Not all participants in the WhatsApp group were at the hall – and Starmer is not a member of either group – but one message the following day says, “Keir woke up this morning with some queries about the video.” A source said Starmer was given overnight briefing papers to work through for the following day’s visit.

The Labour leader filmed a video in the hall with timestamps on the video showing filming took place until 9.07pm – and WhatsApp messages then show aides corresponding about the edits.

In a message at 10.52pm, an aide says they are “only just editing” a message for International Workers’ Day and warns they “won’t have something through for an hour or two”. They also say a script for Starmer’s visit to Liberty Steel in Hartlepool still needs to be completed.

Labour will also show police edits made to a Google document containing a script for a clip that Starmer would film at Liberty Steel, which show changes being made from 10.41pm until 11.19pm.
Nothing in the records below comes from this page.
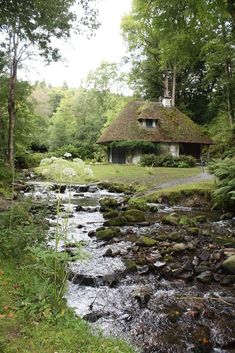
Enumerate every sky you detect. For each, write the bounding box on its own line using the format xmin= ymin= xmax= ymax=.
xmin=22 ymin=0 xmax=131 ymax=87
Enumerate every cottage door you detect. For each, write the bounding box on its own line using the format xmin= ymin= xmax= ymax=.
xmin=112 ymin=148 xmax=126 ymax=164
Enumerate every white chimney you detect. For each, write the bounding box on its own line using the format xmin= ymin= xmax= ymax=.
xmin=162 ymin=96 xmax=172 ymax=108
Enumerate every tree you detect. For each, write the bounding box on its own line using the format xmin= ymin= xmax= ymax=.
xmin=0 ymin=0 xmax=98 ymax=166
xmin=122 ymin=0 xmax=234 ymax=123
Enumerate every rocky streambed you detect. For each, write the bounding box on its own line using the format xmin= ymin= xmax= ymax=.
xmin=22 ymin=183 xmax=235 ymax=353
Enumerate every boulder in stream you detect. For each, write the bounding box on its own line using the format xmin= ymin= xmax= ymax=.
xmin=223 ymin=255 xmax=235 ymax=274
xmin=162 ymin=215 xmax=179 ymax=226
xmin=96 ymin=228 xmax=120 ymax=240
xmin=123 ymin=209 xmax=145 ymax=223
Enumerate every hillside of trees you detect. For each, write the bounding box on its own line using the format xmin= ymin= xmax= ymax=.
xmin=0 ymin=0 xmax=235 ymax=168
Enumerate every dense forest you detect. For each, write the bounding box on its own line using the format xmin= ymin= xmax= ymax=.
xmin=0 ymin=0 xmax=235 ymax=171
xmin=0 ymin=0 xmax=235 ymax=353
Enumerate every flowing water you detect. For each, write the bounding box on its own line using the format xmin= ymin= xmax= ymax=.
xmin=25 ymin=183 xmax=235 ymax=353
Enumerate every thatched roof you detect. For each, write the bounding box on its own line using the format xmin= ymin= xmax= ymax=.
xmin=97 ymin=101 xmax=212 ymax=145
One WhatsApp message with the final edit – from an aide who was with Starmer – sends the final edit at 1.56am with the message “Sorry it’s so late”. The messages do not make it clear whether aides remained in the venue until that time or whether they returned to work at their hotel.

Starmer’s decision to announce he would resign if the police found he had broken the rules was criticised by some Conservative MPs as putting unnecessary pressure on Durham police. The minister Chris Philp suggested Stamer could be “attempting to pressure the police into clearing him”, describing the move as “deeply inappropriate”.

Tory MPs had previously been warned by whips to stop short of calling for Starmer’s resignation because of the pressure it could put on Johnson.

Starmer said it had been entirely his decision, as rumours circulated among Labour MPs that he had faced calls to make the declaration from members of his shadow cabinet. “This is my decision about what is the right thing to do in these circumstances,” he said.

“This is about me. It’s about what I believe in in politics. It’s about integrity, and I believe in integrity, and integrity requires me to take the course of action I have set out if, in the event, I get a fixed-penalty notice.”

Earlier on Monday Starmer pulled out of a speech at the Institute for Government as he wrestled with how to respond to the renewed pressure on him over the conduct at the gathering in Durham of Labour aides, some of whom were reported to have been drunk – which was denied by Foy.

Starmer has a loophole where he could potentially be criticised by the police but not fined – an approach the Durham force took after an inquiry into alleged lockdown breaches by Dominic Cummings, who was then the prime minister’s senior aide.

Answering questions from the media, Starmer indicated that he would not necessarily step down if police did not fine him yet said the event may have breached rules.

“The penalty for a Covid breach is a fixed-penalty notice,” he said when asked about that situation. “That’s a matter of law. And I’ve set out what the position is in relation to that.”